Many linguistic resources have been exposed as Linked Data recently. As for entities, they appear mainly in encyclopedic dictionaries and knowledge bases, such as BabelNet [23], DBpedia [36] and YAGO [33], but some are present in lexical resources. In the latter case, resources such as WordNet RDF [42] or lemonUBY [22] do include entity names, but in a rather limited number and with little information about lexical variation. In the former, all entities derive from Wikipedia and are primarily the focus of encyclopedic descriptions. At lexical level, Wikipedia is strong at providing cross-lingual and cross-script variants, but it contains only few spelling variants within the same language and it does not contain information on morphological variants. In contrast, JRC-Names is mostly built up by recognising name variants in real-life multilingual texts. A dedicated resource has been compiled as part of DBpedia Spotlight [44], which consists of entity lexicalisations collected over the graph of labels, redirects and disambiguations of the KB. Anew, the range of name variants is bounded to Wikipedia data, while JRC-Names provides name occurrences of real-life texts. Overall, the picture that emerges is one of complementarity, where various datasets could provide different types of information about entities.
Conclusion
We have presented the new release of the JRC-Names resource as Linked Data using lemon, a model for representing ontology lexica. This work is the continuation of previous efforts and is in line with the general effort of the European Commission to support multilingualism and language diversity. Compared with the initial release of JRC-Names in 2011, the current one is available as Linked Data and provides more information, namely person titles, occurrence time-stamps and frequency information. With name variants extracted from multilingual news, this resource complements those based on Wikipedia and contributes to the ongoing developments within the SW and NLP communities to support data access in several languages.

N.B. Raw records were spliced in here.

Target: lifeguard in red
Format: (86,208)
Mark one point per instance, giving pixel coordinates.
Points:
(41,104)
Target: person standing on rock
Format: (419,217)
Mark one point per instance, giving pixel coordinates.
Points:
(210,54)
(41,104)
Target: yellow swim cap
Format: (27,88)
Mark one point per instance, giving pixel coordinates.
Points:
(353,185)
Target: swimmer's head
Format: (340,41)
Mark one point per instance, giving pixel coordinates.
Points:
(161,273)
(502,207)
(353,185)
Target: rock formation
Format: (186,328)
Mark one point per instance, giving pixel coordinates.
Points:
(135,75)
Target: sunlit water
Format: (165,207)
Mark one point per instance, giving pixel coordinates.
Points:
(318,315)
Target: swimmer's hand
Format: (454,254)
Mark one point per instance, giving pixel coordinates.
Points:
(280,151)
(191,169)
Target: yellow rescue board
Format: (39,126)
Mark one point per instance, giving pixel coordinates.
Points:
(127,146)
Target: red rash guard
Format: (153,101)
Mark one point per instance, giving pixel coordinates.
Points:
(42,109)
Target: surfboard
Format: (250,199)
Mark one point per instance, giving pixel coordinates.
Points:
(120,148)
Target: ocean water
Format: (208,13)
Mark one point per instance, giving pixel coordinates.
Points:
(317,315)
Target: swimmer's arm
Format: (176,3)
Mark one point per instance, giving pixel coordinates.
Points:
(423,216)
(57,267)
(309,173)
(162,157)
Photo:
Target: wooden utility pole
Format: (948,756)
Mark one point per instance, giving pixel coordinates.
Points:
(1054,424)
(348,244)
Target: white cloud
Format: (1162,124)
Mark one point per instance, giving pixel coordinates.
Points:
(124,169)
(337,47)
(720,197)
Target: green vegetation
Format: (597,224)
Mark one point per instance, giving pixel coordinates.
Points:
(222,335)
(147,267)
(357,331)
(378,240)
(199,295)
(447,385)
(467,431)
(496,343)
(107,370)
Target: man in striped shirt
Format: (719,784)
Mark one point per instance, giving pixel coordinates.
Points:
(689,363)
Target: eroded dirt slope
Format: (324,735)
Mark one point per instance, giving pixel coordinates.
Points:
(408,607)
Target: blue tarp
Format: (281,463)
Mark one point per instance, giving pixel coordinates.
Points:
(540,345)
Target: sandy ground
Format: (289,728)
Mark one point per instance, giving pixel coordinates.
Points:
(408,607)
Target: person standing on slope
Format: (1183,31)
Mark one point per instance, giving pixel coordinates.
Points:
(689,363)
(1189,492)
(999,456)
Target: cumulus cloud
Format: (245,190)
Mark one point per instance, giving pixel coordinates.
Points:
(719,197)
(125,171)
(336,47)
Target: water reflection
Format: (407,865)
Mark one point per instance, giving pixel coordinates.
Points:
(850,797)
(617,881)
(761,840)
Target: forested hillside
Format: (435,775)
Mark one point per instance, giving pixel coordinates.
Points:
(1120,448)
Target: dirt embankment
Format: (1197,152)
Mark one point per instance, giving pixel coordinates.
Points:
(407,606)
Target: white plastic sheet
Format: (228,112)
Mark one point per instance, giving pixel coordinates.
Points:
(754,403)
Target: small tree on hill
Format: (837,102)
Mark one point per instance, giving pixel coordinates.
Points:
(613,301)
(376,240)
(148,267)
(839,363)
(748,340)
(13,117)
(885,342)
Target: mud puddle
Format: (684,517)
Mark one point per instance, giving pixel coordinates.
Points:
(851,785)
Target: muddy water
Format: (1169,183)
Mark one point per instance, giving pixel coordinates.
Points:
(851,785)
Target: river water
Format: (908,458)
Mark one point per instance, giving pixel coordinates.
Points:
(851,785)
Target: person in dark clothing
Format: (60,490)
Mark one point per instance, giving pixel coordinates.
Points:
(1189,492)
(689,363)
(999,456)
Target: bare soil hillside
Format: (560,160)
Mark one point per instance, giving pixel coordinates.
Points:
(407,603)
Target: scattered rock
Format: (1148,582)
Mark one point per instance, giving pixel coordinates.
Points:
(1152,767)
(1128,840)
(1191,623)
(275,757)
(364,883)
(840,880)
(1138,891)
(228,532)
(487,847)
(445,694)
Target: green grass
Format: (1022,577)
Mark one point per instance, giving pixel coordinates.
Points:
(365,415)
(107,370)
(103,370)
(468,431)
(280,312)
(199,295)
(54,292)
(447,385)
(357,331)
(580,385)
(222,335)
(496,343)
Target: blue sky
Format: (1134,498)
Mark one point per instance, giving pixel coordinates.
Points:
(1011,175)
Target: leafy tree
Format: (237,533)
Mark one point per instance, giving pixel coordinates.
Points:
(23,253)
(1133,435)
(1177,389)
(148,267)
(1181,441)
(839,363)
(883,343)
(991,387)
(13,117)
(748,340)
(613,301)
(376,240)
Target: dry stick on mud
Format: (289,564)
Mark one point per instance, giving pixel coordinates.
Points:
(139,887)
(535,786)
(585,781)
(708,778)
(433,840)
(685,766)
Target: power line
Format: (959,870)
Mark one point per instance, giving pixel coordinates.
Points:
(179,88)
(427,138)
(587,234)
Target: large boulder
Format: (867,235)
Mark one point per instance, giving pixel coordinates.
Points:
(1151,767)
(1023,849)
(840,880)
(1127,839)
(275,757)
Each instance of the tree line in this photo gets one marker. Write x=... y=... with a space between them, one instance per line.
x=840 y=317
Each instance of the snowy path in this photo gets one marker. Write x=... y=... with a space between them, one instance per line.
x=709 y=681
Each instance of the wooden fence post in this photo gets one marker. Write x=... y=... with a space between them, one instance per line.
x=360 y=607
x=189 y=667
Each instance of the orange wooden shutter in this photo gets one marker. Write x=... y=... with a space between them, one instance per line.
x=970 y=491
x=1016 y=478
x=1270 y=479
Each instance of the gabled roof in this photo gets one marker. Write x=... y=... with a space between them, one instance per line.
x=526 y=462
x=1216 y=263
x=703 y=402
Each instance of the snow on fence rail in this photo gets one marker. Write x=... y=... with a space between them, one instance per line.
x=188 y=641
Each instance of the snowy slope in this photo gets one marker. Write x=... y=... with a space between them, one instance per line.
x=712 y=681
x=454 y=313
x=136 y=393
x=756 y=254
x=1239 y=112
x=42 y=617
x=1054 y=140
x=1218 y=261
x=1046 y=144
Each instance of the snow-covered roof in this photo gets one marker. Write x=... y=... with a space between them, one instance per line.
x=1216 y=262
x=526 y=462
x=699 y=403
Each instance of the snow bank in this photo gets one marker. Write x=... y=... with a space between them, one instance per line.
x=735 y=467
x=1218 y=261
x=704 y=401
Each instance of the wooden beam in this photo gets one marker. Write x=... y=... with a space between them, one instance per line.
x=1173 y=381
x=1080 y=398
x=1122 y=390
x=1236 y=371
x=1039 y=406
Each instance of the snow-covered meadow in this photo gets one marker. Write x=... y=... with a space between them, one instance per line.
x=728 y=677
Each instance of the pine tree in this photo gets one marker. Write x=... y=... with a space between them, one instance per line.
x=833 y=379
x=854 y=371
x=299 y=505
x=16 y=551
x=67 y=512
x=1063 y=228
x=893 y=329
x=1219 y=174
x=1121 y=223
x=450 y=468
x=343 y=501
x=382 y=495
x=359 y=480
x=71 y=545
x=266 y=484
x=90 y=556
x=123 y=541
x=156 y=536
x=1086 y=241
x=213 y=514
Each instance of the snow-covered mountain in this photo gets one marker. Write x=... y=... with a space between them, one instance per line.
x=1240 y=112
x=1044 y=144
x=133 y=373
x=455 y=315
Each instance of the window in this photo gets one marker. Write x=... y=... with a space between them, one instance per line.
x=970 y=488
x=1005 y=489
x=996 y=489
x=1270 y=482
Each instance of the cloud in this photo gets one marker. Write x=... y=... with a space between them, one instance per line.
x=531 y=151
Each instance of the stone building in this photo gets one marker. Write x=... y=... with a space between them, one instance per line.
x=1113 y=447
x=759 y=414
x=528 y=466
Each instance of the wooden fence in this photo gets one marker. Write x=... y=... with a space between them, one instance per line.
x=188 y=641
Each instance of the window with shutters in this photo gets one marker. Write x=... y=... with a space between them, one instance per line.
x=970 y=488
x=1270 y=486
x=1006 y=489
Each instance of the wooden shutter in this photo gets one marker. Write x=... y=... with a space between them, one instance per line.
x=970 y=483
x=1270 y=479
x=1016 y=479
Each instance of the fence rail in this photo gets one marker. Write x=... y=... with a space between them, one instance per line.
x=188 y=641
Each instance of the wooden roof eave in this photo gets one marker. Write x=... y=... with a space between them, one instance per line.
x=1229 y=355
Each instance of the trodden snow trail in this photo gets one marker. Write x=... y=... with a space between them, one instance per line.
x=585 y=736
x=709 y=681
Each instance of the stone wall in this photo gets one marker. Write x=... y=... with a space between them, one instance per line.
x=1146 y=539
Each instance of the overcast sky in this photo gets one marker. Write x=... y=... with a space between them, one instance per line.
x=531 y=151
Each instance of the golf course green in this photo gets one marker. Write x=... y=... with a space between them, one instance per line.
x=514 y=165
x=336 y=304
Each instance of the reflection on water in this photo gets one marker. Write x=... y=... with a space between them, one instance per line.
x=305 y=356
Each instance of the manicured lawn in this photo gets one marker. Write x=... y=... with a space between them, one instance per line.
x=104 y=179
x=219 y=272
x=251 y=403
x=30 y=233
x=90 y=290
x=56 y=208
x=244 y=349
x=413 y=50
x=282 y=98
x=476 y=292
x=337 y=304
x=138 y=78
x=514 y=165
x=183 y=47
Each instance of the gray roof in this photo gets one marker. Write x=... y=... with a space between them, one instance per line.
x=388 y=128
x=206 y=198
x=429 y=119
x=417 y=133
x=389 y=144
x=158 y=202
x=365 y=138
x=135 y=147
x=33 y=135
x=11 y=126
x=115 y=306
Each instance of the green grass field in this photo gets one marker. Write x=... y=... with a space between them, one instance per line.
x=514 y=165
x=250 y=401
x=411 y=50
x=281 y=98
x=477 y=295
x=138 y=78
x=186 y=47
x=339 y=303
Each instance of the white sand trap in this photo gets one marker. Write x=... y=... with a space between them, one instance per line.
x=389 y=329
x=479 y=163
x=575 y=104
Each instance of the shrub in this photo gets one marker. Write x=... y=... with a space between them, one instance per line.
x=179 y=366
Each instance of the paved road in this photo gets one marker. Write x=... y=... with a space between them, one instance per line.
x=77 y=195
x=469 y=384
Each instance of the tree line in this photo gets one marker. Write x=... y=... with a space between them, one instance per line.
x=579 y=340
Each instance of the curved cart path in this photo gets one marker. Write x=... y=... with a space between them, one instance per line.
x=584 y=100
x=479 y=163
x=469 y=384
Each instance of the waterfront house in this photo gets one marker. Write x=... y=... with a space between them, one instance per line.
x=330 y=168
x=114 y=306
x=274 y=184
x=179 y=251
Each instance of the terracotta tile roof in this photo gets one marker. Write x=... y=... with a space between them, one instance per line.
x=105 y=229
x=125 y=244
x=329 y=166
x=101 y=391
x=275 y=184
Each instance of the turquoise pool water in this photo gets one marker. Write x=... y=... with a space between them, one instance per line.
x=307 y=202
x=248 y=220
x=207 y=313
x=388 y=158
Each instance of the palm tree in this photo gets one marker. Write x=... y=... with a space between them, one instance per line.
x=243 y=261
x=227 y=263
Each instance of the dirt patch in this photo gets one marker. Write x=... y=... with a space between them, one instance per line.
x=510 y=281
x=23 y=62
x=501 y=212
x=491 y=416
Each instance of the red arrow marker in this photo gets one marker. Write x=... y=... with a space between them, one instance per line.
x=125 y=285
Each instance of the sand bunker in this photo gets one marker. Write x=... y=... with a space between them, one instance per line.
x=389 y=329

Future work could be manifold. At data level, it would be useful to further specify the variant types, to carry out a lemon-based publication of morphological generation rules, and to clean erroneously conflated entities (e.g. using titles). At web level, interlinking with other datasets (lexical, encyclopedic or factual) could be expanded, as well as intralinking among titles.
Footnotes
Acknowledgements
The Europe Media Monitor EMM is a multiannual group effort involving many tasks and we would thus like to thank all past and present EMM team members for their help and dedication. We are also grateful to Valentina Fratto and her team from the EU Publication Office for the fruitful collaboration. Finally, we would also like to thank the members of the LIDER project, whose activities emphasise the need for and greatly support the development of linguistic Linked Data.